“Onye si na m di ya mma bia kwe m na aka! (Whoever says I am good enough, come and shake my hands!)
This is a song that the village women in the village of Nkporo Nigeria sing. It is an acknowledgement that they have a right to be, and recognize anyone who supports this notion. People like to feel appreciated and spiritually held and molded in the image that reflects their humanity not in the image that questions their humanity. We bow our heads in the direction of Ala and we look up in the direction of Anyanwu, all Chineke’s graces that govern our foundations on mother earth and appreciation of Chineke’s eminence over all things. To shut our eyes and move in ways that fail to satisfy our human needs is to restrict the spirit from flying freely and prevent us from embracing the place called “me.”

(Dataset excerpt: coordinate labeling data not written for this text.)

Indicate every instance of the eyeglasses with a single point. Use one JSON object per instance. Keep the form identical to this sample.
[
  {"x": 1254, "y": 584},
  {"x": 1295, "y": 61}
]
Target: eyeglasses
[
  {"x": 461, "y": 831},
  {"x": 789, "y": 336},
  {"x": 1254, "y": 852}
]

The reason that we have breath is to live to use this privilege to uplift our personal well-being and those of our neighbors. It is never acceptable to be preoccupied with the notion of pleasing the “order” to the extent that we lose our own humanity. The art of engagement with Chineke or whatever name we have for the creator is to acknowledge that we know that there is a spirit greater than ourselves but not to acknowledge any “Gods” outside our own sphere of reality as greater than Chineke. “Biri Ka M Biri (Live and let live) is just that…believe in “yours” but not at my expense. It is a fair exchange.
For Chiists, this is what we believe, and this is what we propagate. Our Kindness to others breathes just beneath our personal acceptance and propels us towards self awareness and forgiveness.